Starchasers Seek the Thrill of Celebrity Conquests

Some people chase celebrities in the conventional way, by seeking autographs, showing up at red carpet movie premieres and fashion shows, or by hitting them up on Twitter and Instagram, leaving comment after comment with each pleading “Follow me back!”

Then there’s another variety of celebrity chasing which is more than blind worship but stops short of stalking. You might even call it a preference, a fetish. It’s similar to professing your “type”: wispy, blonde and blue-eyed in a Taylor Swift way, or strong and muscular, as in a Channing Tatum. However, this edgy breed of celebrity chaser actually wants to sleep with the actual Swift or Tatum.

You’ve heard of the “Modeliser”. Now meet the “Starchaser”, a variant of the species that sleeps only with famous people, preferably movie stars and bona fide celebrities. Tycoons may count, if they’re the sort the media fuss over.

When I lived in Paris in the mid-1980s, I shared a flat with an attractive aspiring actress hoping to get her big break. She went about it quite methodically, too, signing up with a modelling agency, going to castings, auditioning for whatever parts she could, and sleeping with men that could advance her career.

She had her standards. She wouldn’t sleep with just anyone. He had to be pretty high in the pecking order, preferably a star or a producer or a financier. Among the stars she bagged – she said – were late great rockers, and among the tycoons was a renowned Arab who is almost as great but who is not yet late. I’m not quite sure what either did for her career, though, if anything.

Starchasers aren’t into it for relationships as much as bragging rights. It’s just another notch on the bedpost, but a notch not everyone gets to gouge. A gay friend of mine in London often rehashes at dinners the tale of how he pleasured one of the biggest (closeted) stars in the world.

An acquaintance in New York kissed and told about Natalie Imbruglia. He says he would consider sleeping with Madonna, even if she’s 57 years old, because, well…because, bitch, it’s Madonna. I don’t think Madonna would consider sleeping with him, however, so let’s leave him to his delusions.

A dose of delusion can sometimes be healthy in a relationship.  Couples have been known to allow each other a freebie list: up to five celebrities they can sleep with, should the opportunity arise. Each gives the other a free pass to cheat, without the party cheated on getting upset, because celebrity in itself is a whole other dimension, way out of the league of most mortals.
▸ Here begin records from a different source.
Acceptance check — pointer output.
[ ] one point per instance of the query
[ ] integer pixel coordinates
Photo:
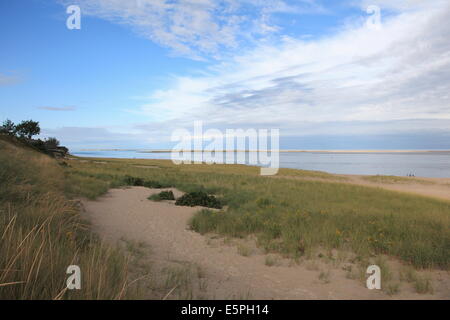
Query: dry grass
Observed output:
(41, 234)
(294, 216)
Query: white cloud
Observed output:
(196, 28)
(399, 73)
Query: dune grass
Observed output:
(41, 234)
(290, 216)
(396, 180)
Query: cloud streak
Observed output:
(68, 108)
(399, 73)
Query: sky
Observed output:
(327, 74)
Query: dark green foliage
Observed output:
(198, 198)
(164, 195)
(51, 143)
(133, 181)
(8, 127)
(28, 129)
(155, 184)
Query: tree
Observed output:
(28, 129)
(51, 143)
(8, 127)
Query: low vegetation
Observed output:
(198, 198)
(396, 180)
(42, 234)
(164, 195)
(291, 216)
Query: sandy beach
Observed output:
(223, 273)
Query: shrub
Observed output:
(155, 184)
(198, 198)
(51, 143)
(164, 195)
(133, 181)
(28, 129)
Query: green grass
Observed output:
(164, 195)
(41, 233)
(396, 180)
(294, 216)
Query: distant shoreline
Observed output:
(293, 151)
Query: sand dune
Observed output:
(126, 213)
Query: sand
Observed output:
(225, 274)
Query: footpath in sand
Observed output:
(223, 273)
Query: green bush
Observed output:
(198, 198)
(133, 181)
(155, 184)
(164, 195)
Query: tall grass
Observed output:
(293, 216)
(41, 234)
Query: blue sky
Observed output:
(317, 70)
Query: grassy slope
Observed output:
(42, 234)
(290, 216)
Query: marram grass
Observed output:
(293, 216)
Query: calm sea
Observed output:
(433, 164)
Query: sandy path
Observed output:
(163, 226)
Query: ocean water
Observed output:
(420, 164)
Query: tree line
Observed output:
(25, 131)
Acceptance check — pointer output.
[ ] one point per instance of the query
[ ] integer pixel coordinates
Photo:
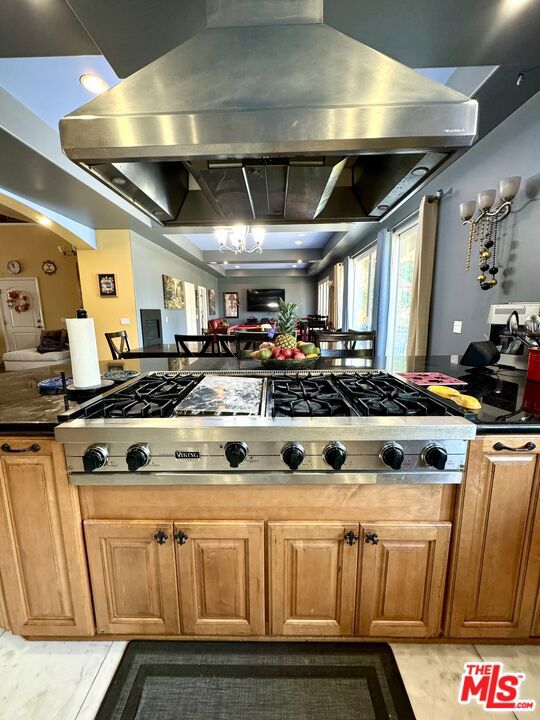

“The List” first appeared in Friends, with the character Chandler naming Kim Basinger, Cindy Crawford, Yasmine Bleeth, Halle Berry, and, weirdly, the cartoon character Jessica Rabbit. Rachel’s list included Chris O’Donnell, Daniel Day-Lewis, John F Kennedy Junior, Sting and Parker Stevenson. Remarkably, considering that the episode in question aired in 1996, most of the names might, just maybe, still be relevant today.

The freebie list is fun fantasy for the most part, as ordinary people’s chances of bumping into their chosen celebrities are pretty remote, and their chances of having sex with them even remoter. But that doesn’t stop couples from imagining that maybe one day Ellen may have them on her show and surprise them with their permitted celebrity cheat.

In 2013, the designer secret sales site HushHush in Britain surveyed more than 2,000 men and women aged between 18 and 40 and tallied the celebrities they were, in theory, permitted to sleep with. The top five men were David Beckham, Ryan Gosling, Johnny Depp, Tom Hardy and Tatum. The top five women were Megan Fox, Kim Kardashian, Kelly Brook, Cheryl Cole and athlete Jessica Ennis.

Let’s be honest. If and when your fantasy does become reality, are you really going to jump into bed with your celebrity crush? You’d probably be too flustered and too embarrassed to even string a coherent sentence together, and the moment would have passed before you made your move.

But worry not. You can console yourself with the thought that you were the one that got away. That’s definitely your crush’s loss, not yours.